RE: uWolf (LibreWolf)

@domubpkm There is a security issue, but it's relatively minor and manageable. The problem lies in JavaScript files with privileged execution that can access browser internals and read files on the host. However, the risk is mitigated by the fact that:

• Librewolf stores sessions in cache, so malicious code would only execute in the next session (after restart)
• The sensitive files are re-read and replaced every time a session is launched, making it difficult for changes to persist
• The time window for tampering with the files is small (between verification of the Chrome folder and Librewolf launch)
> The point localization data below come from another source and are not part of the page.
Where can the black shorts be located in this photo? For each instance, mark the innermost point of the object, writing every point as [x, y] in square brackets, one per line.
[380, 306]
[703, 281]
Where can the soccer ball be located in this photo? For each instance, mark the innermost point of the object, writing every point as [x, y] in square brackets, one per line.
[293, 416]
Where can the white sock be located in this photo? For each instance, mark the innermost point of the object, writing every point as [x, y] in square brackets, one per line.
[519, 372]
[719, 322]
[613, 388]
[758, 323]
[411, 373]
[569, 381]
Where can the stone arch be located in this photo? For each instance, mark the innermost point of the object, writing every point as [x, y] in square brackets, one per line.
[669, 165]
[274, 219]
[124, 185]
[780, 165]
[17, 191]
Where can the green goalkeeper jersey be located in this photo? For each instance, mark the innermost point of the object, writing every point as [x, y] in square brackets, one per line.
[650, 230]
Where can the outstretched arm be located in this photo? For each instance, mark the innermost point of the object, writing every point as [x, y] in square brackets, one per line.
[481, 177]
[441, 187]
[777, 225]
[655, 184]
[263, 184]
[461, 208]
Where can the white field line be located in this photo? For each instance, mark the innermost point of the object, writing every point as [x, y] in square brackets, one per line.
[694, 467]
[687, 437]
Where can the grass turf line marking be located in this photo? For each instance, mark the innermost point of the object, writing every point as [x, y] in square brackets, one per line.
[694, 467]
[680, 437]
To further reduce the risk, encryption and obfuscation of the sensitive files could be implemented, but this would make it harder for me (the developer) to test and debug code. The issue will be addressed once the more significant problems are resolved.
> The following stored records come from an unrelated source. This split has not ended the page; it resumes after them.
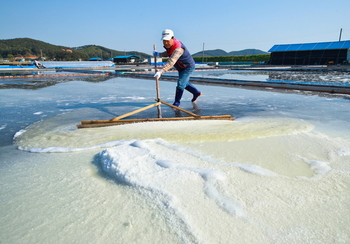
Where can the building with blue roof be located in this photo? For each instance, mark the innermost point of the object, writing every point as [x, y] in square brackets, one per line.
[320, 53]
[126, 59]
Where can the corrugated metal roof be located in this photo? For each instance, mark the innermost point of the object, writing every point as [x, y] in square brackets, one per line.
[310, 46]
[127, 56]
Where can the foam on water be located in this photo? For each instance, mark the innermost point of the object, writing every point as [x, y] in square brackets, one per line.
[259, 179]
[51, 135]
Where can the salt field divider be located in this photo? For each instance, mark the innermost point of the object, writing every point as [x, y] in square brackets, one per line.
[244, 83]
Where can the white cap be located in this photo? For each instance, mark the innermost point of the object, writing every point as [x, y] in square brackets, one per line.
[167, 34]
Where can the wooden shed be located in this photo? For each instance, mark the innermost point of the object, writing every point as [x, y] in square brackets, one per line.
[126, 59]
[321, 53]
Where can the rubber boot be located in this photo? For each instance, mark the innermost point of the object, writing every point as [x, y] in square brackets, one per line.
[194, 91]
[178, 96]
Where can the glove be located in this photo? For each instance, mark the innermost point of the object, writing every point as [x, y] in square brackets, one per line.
[158, 74]
[155, 53]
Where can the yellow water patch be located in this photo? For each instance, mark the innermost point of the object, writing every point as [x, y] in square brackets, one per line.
[60, 131]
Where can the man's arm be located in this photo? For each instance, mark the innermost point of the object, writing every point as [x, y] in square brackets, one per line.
[172, 59]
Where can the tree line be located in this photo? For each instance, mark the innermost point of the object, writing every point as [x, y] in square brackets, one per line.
[26, 47]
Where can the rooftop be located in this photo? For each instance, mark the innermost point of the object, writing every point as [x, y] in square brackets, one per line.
[311, 46]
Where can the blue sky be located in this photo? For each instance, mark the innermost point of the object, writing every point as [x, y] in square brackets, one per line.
[136, 25]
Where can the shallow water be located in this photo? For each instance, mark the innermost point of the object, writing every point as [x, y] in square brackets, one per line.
[279, 173]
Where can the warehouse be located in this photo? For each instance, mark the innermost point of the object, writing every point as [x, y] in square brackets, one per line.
[126, 59]
[321, 53]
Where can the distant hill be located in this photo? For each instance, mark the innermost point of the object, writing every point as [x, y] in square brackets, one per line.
[222, 53]
[26, 47]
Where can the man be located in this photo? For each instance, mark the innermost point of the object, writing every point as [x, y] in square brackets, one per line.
[181, 59]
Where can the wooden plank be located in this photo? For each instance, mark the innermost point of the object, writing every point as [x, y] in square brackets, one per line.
[178, 108]
[98, 123]
[135, 112]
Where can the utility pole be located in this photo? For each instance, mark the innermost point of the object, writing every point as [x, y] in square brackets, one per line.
[203, 54]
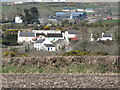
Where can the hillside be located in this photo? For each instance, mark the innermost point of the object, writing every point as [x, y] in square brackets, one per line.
[49, 8]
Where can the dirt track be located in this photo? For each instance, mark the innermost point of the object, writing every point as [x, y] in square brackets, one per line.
[59, 81]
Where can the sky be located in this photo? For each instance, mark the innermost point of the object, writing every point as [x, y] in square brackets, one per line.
[68, 0]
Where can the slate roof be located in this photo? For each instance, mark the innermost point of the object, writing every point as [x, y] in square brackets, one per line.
[54, 35]
[27, 34]
[73, 32]
[40, 41]
[49, 45]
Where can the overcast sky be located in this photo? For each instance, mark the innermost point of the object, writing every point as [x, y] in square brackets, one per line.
[69, 0]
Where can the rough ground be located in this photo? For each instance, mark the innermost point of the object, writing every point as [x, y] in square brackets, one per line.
[60, 80]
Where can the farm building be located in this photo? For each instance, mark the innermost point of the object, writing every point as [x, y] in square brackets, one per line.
[71, 15]
[89, 10]
[104, 37]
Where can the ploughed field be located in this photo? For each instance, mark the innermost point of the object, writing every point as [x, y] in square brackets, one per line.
[60, 72]
[61, 64]
[59, 81]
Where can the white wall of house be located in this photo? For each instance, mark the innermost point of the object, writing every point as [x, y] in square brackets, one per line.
[49, 48]
[69, 35]
[105, 38]
[40, 46]
[25, 39]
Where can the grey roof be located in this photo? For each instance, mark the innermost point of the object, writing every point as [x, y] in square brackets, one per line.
[107, 35]
[59, 40]
[40, 41]
[27, 34]
[49, 45]
[73, 32]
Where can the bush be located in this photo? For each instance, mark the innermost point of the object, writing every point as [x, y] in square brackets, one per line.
[6, 53]
[12, 53]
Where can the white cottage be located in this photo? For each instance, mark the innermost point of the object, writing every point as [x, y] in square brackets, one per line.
[51, 35]
[25, 36]
[44, 44]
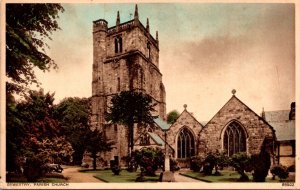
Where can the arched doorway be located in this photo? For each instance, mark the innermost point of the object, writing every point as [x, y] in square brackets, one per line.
[234, 139]
[185, 144]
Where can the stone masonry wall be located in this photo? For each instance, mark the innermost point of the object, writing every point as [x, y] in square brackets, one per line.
[184, 120]
[210, 138]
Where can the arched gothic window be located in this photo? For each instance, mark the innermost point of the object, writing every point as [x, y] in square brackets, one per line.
[185, 144]
[234, 139]
[118, 44]
[144, 139]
It's worth noting that Librewolf is considered a secure browser, and the privileged code execution is heavily sandboxed, preventing access to web content among other things. While this issue could potentially be exploited to steal data, the overall security of the browser is still robust, and any other security problems would likely originate from the Librewolf/Firefox source code itself.

@Lakotaubp Done! https://forums.ubports.com/topic/11060/uwolf-librewolf

Introduction to the uWolf thread.

This thread is dedicated to discussing the uWolf LibreWolf wrapper, where you can ask questions, help with development, and receive updates on the project.

Useful Links

• The uWolf project is hosted on GitHub and can be found here.
• The latest stable release is available on Open Store.
  

Development Log (DEVLOG)

Release: v0.7.11

STATUS: Released on github
Significant updates have been made in the release:

• OSK Dynamic Reactions: The browser detection mechanisms have been replaced with a more robust approach, utilizing a Dbus monitor to listen for OSK focus events. However, this new method has a limitation: the Dbus monitor can only detect when the OSK gains focus, but not when it loses focus. This introduced a challenge in detecting unfocus events, which has been temporarily addressed by implementing a crude solution involving a tinted overlay over the screen. This overlay is active when the OSK overlay is shown, allowing the system to detect when to unfocus.
• Bug Fix: The is_tablet function, which resulted in many crashes in the v0.6.10, has been fixed.

For those interested in a more detailed understanding of the new OSK dynamic reactions architecture, a flow chart is provided.

---

If you have any questions or would like to discuss the development of uWolf, please don't hesitate to ask in this thread. Your input and feedback are valuable to the project. Feel free to share your thoughts, suggestions, or concerns, and I'll do my best to address them.

@Lakotaubp will do

@Vlad-Nirky why thanks!
i just realized there was a forum, can you tell I have no social platforms?
also there has been quite a bit of development since v0.3.3 as the current version is v0.6.10
I am nearing the end of my list of features I can add before mir2.x hits the scene.
soon I'll be able to focus only on fixing bugs and refining whats already there, when we get to that point uWolf will be a lot more desirable as a browser.